AREZZO – Oltre 10mila interventi gestiti attraverso il numero di emergenza, quasi 59mila cittadini accolti nelle caserme della provincia, 246 arresti e oltre 26mila pattuglie impiegate sul territorio. Sono alcuni dei numeri illustrati questa mattina durante le celebrazioni per il 212° anniversario della fondazione dell’Arma dei Carabinieri, svoltesi ad Arezzo alla presenza delle principali autorità civili, militari e religiose della provincia.
La giornata si è aperta nella caserma del Comando Provinciale, intitolata alla Medaglia d’Oro al Valor Militare Appuntato Carmine Della Sala, dove è stato reso omaggio ai Caduti con la deposizione di una corona floreale.
Successivamente la cerimonia si è trasferita nell’area spettacoli del Parco Aldo Ducci, alla presenza del prefetto Clemente Di Nuzzo, del vescovo Andrea Migliavacca, del procuratore capo Gianfederica Dito, dei vertici delle forze dell’ordine e di numerosi studenti degli istituti scolastici della provincia.
Nel suo intervento, il comandante provinciale dei Carabinieri, colonnello Vincenzo D’Antonio, ha tracciato il bilancio dell’attività svolta dall’Arma tra il 1° giugno 2025 e il 31 maggio 2026. In particolare sono stati registrati 10.062 interventi richiesti dai cittadini, 58.972 accessi nelle quaranta stazioni presenti sul territorio provinciale, 246 arresti e 2.670 persone denunciate in stato di libertà.
Sul fronte della sicurezza stradale sono stati rilevati 546 incidenti, mentre in materia ambientale e agroalimentare sono stati accertati 589 illeciti amministrativi, con sanzioni superiori a 360mila euro, e 219 violazioni penali.
Particolarmente significativa l’attività di controllo del territorio: 26.244 pattuglie impiegate, oltre 120mila veicoli controllati, 168.509 persone identificate e più di 83mila documenti verificati. Dati che confermano il ruolo capillare svolto dall’Arma attraverso le cinque compagnie, le quaranta stazioni, gli undici nuclei forestali e i tre nuclei parco presenti in provincia.
Tra le attività evidenziate nel corso della cerimonia figurano anche il contrasto al lavoro nero e alle violazioni in materia di sicurezza sui luoghi di lavoro, la tutela delle vittime di violenza domestica attraverso l’applicazione del Codice Rosso, la prevenzione delle truffe agli anziani e i numerosi incontri con gli studenti delle scuole aretine.

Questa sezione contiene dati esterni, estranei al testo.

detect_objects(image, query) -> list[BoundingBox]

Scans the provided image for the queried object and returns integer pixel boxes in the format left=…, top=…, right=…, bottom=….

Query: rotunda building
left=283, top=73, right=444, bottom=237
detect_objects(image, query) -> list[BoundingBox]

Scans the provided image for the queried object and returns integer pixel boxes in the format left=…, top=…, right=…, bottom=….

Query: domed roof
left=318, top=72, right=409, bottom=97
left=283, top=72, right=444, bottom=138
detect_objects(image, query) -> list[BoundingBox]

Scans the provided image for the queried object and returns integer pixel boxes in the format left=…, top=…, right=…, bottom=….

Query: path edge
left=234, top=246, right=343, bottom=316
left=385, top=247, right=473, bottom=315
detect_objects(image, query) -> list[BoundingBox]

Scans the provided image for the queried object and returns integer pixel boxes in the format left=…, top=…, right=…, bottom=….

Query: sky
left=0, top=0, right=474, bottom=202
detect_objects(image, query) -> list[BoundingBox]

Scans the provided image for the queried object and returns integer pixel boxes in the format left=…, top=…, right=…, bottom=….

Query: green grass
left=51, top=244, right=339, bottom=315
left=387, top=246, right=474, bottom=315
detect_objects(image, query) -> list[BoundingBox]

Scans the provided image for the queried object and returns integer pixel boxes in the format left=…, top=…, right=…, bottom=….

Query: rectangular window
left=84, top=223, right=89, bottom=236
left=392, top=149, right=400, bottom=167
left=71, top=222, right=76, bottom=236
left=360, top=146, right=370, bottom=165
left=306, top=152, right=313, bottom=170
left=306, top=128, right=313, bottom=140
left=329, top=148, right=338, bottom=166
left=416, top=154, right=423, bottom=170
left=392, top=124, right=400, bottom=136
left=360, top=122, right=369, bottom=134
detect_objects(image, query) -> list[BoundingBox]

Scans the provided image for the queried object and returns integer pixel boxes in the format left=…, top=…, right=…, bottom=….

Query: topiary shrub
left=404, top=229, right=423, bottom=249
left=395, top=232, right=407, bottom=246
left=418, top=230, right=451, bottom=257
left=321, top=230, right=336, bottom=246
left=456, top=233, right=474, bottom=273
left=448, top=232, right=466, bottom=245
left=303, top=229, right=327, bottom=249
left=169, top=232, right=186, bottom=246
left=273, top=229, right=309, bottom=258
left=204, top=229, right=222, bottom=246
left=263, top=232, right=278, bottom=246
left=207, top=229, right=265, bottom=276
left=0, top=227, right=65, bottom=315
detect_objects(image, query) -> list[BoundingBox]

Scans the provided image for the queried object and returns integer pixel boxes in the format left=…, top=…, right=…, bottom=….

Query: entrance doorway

Nel corso dell’anno i Carabinieri hanno infatti incontrato oltre 4.100 studenti di 52 istituti scolastici della provincia per affrontare temi legati alla legalità, al bullismo, al cyberbullismo e alla tutela dell’ambiente.
Spazio anche ai giovani durante la manifestazione, con la consegna delle borse di studio promosse dall’Associazione Nazionale Carabinieri di Arezzo. Il primo premio, del valore di 700 euro, è stato assegnato a Giovanni Orlandini del Liceo Scientifico Benedetto Varchi di Montevarchi per il racconto “Oltre la divisa: l’anima dell’Arma”.
La cerimonia si è conclusa con la consegna di riconoscimenti a nove militari distintisi in importanti attività di servizio. Tra questi il tenente Pasquale Giordano, insignito di Encomio Semplice per un’operazione antidroga che ha portato alla disarticolazione di un’organizzazione criminale dedita allo spaccio di sostanze stupefacenti. Premiati inoltre i militari protagonisti di importanti indagini sul traffico di droga e coloro che, in diverse circostanze, hanno salvato persone in pericolo di vita durante tentativi di suicidio avvenuti nel territorio provinciale.
Numeri, risultati operativi e iniziative di prevenzione che confermano il ruolo dell’Arma come presidio quotidiano di sicurezza e vicinanza alle comunità locali, dai principali centri urbani fino ai comuni più piccoli della provincia aretina.